CONCLUSIONS: The experimental model was thought to simulate adequately the geometry of the human ICA and, thus, would be an effective tool for the research and testing of neurovascular devices. The length of the stent is 1 factor influencing the navigability in tortuous vessels.
Cerebrovascular diseases have increasingly been treated with intravascular approaches, but the geometry of the internal carotid artery (ICA) has made the delivery of such devices more difficult. A vascular model having the geometry of the human ICA and real blood flow would provide an effective tool for testing neurovascular devices. The reported models of the carotid siphon only roughly simulate the geometry and are different from the real human ICA.1,2
Rapid prototyping (RP) manufacturing technology has been applied in medicine since 1990.3 At present, RP technology has been widely used in neurosurgery, oral and maxillofacial surgery, orthopedics, and tissue engineering.4-6 Vascular application has already been reported.7-9 With the development of computer science, the axial images of cranial vessels from the human brain can be reconstructed and exported in a digital format. RP technology can change this digital format into a real model. A vascular model with 4 bends was made in this experiment in an effort to duplicate the geometry of the human ICA on the basis of MR angiography and RP technology. Covered stents of different lengths were tested and evaluated.
Materials and Methods
Construction of a Digital Model and Data Processing
A 68-year-old male patient underwent an MR imaging (Achieva, 3T; Philips Medical Systems, Best, the Netherlands). Sequence 3D time-of-flight MR angiography (3D-TOF-MRA) was chosen with the following parameters: FOV, 250 (anteroposterior [AP]) × 190 (right-to-left [RL] × 108 mm foot-to-head [FH]); sections, 180; thickness, 20 mm; voxel size, 0.342 (AP) × 0.7 (RL) × 0.6 mm (FH); coils, Head-8 (Philips Medical Systems); reconstruction voxel size, 0.244 mm; reconstruction matrix, 1024. The original axial MR images were stored and exported in standard DICOM format. As shown in Fig 1A, the left ICA of the patient is adequately simulated after 3D volume reconstruction (VR). The area of interest includes 4 successive siphon bends preceding the terminal bifurcation.
A, VR image of the MRA of the left ICA and its branches in the patient. B, The real tube is made of TangoPlus by the RP machine. It has the major bends of the carotid siphon. The thickness is 1.5 mm and the diameter is 5 mm. C, The tube is coated with silicone gel.
The axial images in DICOM format were imported by using Mimics software (Mimics 11; Materialise, Leuven, Belgium). After 3D reconstruction and editing, the 3D data of 1 intracranial ICA was obtained and transferred into stereolithography (STL) format. These 3D STL data were then read by using Pro-Engineer software (Pro-Engineer Wildfire V3.0; Parametric Technology, Needham, Mass). A tube was made whose axis was aligned to the axis of the STL image of the artery. The tube was defined with an inner diameter of 5 mm and a wall thickness of 1.5 mm. After this processing step, the 3D data of this tube were exported in STL format.
Construction of the Physical Model
The 3D RP printer (Eden350; Object Geometries, Rehovot, Israel) can manufacture the physical model of STL 3D data (Fig 1B). This portion of the process was completed by Wuxi Easyway Models Design and Manufacturing. The material (TangoPlus FullCure 930; Object Geometries) has certain desired elastic properties and is semitransparent white. Afterward, the supporting material (FullCure 705 support resin; Object Geometries) was separated from the fully-cured model by water jet.

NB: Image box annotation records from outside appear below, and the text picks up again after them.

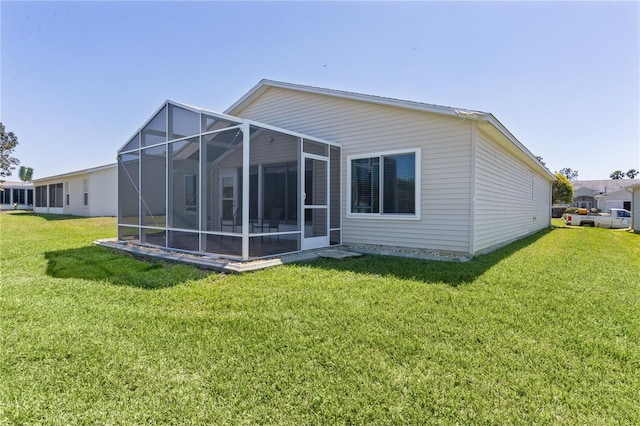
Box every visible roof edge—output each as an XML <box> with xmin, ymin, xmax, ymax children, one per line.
<box><xmin>31</xmin><ymin>163</ymin><xmax>117</xmax><ymax>183</ymax></box>
<box><xmin>229</xmin><ymin>79</ymin><xmax>556</xmax><ymax>181</ymax></box>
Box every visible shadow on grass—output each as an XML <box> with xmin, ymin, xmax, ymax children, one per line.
<box><xmin>308</xmin><ymin>228</ymin><xmax>554</xmax><ymax>287</ymax></box>
<box><xmin>7</xmin><ymin>210</ymin><xmax>85</xmax><ymax>221</ymax></box>
<box><xmin>45</xmin><ymin>246</ymin><xmax>205</xmax><ymax>290</ymax></box>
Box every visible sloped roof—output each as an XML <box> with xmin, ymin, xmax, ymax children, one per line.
<box><xmin>571</xmin><ymin>179</ymin><xmax>640</xmax><ymax>195</ymax></box>
<box><xmin>224</xmin><ymin>79</ymin><xmax>556</xmax><ymax>180</ymax></box>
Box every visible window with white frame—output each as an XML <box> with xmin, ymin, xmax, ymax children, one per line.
<box><xmin>82</xmin><ymin>179</ymin><xmax>89</xmax><ymax>206</ymax></box>
<box><xmin>349</xmin><ymin>150</ymin><xmax>419</xmax><ymax>216</ymax></box>
<box><xmin>64</xmin><ymin>182</ymin><xmax>71</xmax><ymax>206</ymax></box>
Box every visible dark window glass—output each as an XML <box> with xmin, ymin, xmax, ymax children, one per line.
<box><xmin>49</xmin><ymin>183</ymin><xmax>64</xmax><ymax>207</ymax></box>
<box><xmin>351</xmin><ymin>153</ymin><xmax>416</xmax><ymax>214</ymax></box>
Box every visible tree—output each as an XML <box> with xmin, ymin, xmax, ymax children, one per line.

The silicone rubber coating was produced by mixing 50 mL of component A and 50 mL of component B of Medical Silicone Gel (Silastic Biomedical grade ETR Q7–4780; Dow Corning, Auburn, Mich). A Contractor 5301 (Eppendorf, Hamburg, Germany) was used to remove the air bubbles inside the silicone rubber by vacuum pumping 3 times for 5 minutes each time. The silicone was then applied onto both the outer and inner surfaces of the model. The model with the silicone (Fig 1C) then needed to age for 1 week at room temperature before it was used.
Development of the Animal Model
The protocol for this experiment was approved by the animal research committee of our institution and was conducted in accordance with the guidelines of the International Council on Animal Care. All animals were maintained on a standard laboratory diet. Ten dogs (Animal Experiment Center, Shanghai, China) weighing 12–14 kg were used. The dogs fasted overnight before surgery, and the model surgery was performed with the dogs under general anesthesia using 5% (50 mg/mL) sodium thiopental at a dose of 30 mg/kg.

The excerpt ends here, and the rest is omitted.